Well the Rust community is super welcoming, and the meetups have been really positive. They even have the #rust-beginners channel. :)

I find Rust to be fairly easy to reason about. The compiler has awesome messages, and even links you to your error type with more information. I also HIGHLY recommend reading the O'Reilly book AND the official Rust book (the free one) if you feel like you're "just not getting it".

Rust is a language that rewards understanding, and stops you from making mistakes when you don't know how things are actually working. This is a revolutionary plus. At the end of the day, Rust's rules are what other languages enforce through convention and the school of hard knocks.

After all, is that not the point of computing? To have the computer check things for you that a human is prone to error on?


> Well the Rust community is super welcoming, and the meetups have been really positive.

For sure. The Rust community takes the cake when it comes to owning criticism, wanting to make things better (as opposed to excusing issues), and self-organizing to affect change (e.g., the working groups). I like Go and its community is well above average, but it stands to learn from Rust's community IMHO.

> the meetups have been really positive. They even have the #rust-beginners channel. :)

I know, but a slack/irc/email/etc channel is a really poor substitute for having humans in a room who already have context about the problem you're trying to solve.

> I find Rust to be fairly easy to reason about. The compiler has awesome messages, and even links you to your error type with more information. I also HIGHLY recommend reading the O'Reilly book AND the official Rust book (the free one) if you feel like you're "just not getting it".
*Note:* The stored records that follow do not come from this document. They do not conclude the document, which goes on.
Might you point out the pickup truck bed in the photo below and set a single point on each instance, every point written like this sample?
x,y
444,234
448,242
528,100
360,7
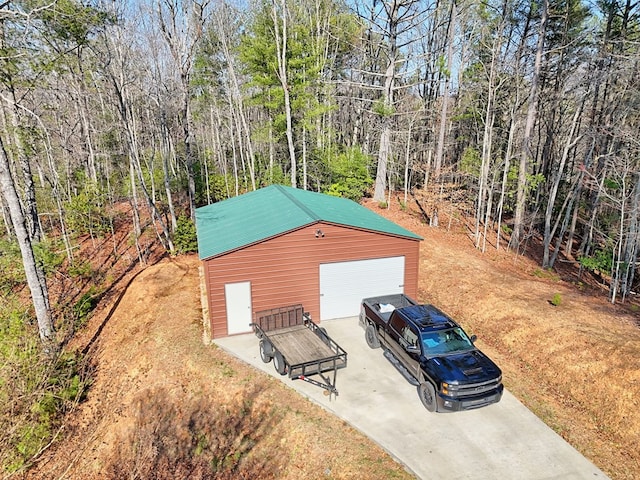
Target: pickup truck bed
x,y
298,346
433,352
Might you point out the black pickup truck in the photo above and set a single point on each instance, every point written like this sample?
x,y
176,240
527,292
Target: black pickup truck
x,y
433,352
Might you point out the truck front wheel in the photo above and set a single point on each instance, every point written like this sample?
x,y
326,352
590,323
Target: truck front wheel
x,y
278,363
266,351
427,395
371,336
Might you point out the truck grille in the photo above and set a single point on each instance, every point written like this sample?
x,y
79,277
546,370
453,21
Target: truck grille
x,y
474,389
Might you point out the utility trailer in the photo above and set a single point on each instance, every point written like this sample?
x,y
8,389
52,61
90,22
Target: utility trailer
x,y
298,346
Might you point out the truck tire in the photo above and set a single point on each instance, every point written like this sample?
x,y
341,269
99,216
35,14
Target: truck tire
x,y
427,395
266,351
371,336
278,363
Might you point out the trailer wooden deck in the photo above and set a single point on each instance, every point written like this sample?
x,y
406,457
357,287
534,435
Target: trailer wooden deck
x,y
299,344
300,347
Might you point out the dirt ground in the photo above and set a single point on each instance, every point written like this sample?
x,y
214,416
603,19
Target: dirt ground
x,y
164,405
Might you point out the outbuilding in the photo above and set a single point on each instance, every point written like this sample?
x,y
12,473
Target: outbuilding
x,y
280,246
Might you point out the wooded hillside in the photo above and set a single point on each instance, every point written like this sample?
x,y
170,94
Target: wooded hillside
x,y
523,114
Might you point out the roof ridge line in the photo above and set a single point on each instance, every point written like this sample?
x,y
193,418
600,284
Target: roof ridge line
x,y
297,202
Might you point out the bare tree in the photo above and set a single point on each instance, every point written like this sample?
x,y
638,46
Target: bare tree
x,y
37,283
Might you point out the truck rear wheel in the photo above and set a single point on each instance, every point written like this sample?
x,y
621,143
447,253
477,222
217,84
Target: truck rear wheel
x,y
266,351
278,363
371,336
427,395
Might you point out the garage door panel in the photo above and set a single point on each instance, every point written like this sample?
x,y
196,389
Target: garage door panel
x,y
343,285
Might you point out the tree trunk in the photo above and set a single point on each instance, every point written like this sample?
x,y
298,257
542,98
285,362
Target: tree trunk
x,y
445,95
281,49
526,154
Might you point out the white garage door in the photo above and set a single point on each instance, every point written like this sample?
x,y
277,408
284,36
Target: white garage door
x,y
343,285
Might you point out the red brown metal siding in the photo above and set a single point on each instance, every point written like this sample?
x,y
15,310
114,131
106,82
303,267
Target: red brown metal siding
x,y
285,270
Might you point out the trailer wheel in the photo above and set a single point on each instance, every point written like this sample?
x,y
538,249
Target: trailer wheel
x,y
278,363
371,336
266,351
427,395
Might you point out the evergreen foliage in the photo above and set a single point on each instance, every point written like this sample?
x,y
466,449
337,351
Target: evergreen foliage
x,y
185,239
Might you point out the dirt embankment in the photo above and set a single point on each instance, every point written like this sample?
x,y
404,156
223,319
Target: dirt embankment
x,y
164,405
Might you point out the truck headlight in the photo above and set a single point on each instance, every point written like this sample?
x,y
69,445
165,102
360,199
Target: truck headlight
x,y
449,389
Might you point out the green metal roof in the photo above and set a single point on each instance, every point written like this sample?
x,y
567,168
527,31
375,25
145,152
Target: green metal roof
x,y
274,210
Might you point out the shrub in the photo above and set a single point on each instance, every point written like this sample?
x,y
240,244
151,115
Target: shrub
x,y
349,174
35,389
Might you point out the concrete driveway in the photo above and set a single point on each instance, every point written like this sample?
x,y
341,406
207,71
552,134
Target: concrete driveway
x,y
501,441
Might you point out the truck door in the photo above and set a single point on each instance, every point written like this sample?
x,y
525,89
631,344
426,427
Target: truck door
x,y
405,345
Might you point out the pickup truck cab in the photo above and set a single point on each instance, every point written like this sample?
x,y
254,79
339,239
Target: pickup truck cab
x,y
433,352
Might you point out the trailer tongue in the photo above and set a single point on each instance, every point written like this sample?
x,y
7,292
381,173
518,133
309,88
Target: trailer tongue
x,y
299,347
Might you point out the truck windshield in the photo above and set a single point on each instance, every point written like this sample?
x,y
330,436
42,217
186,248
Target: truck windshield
x,y
446,341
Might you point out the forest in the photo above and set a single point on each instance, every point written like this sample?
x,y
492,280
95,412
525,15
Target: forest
x,y
523,114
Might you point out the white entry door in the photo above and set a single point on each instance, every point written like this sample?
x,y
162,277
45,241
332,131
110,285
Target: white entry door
x,y
238,301
343,285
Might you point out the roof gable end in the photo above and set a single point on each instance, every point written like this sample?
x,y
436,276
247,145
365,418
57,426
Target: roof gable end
x,y
256,216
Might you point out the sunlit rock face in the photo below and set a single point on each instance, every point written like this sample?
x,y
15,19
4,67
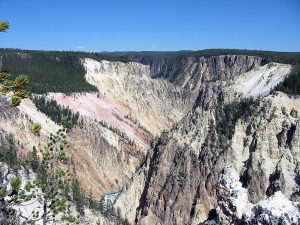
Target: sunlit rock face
x,y
177,184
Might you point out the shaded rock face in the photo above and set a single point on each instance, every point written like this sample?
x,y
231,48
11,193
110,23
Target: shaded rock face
x,y
155,104
104,160
190,72
182,172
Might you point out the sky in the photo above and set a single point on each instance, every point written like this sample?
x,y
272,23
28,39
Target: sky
x,y
152,25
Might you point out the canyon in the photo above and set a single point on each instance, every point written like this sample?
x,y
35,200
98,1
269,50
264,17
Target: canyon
x,y
190,140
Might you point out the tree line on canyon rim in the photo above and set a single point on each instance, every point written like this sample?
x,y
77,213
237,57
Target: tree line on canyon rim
x,y
54,71
55,183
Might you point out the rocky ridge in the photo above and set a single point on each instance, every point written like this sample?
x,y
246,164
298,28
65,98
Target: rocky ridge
x,y
176,184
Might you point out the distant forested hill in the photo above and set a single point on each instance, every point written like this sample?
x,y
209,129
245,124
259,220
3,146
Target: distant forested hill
x,y
51,71
291,85
56,71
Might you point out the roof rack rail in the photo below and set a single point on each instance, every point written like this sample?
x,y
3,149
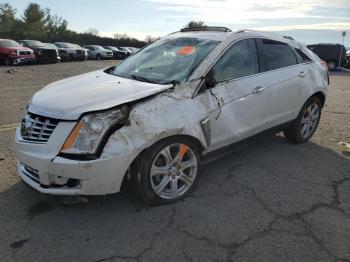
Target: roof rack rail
x,y
206,28
288,37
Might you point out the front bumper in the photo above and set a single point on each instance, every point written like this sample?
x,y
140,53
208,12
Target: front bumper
x,y
17,60
41,168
Hard to make heads or tails of this without knowing what you're comparing it to. I do agree that Rust does a fantastic job (via its error messages, documentation, books, etc) at addressing the hard problem of dealing with a compiler that pedantically enforces not-very-intuitive invariants, and I respect Rust for believing that those invariants are worth the trouble. I think they _are_ for lots of applications, but I think Rust needs to do quite a lot on the learnability/intuitability front before the economics justify using Rust for general purpose application development. For the time being, for most applications, it's just so much _cheaper_ to use something like Go in the general case.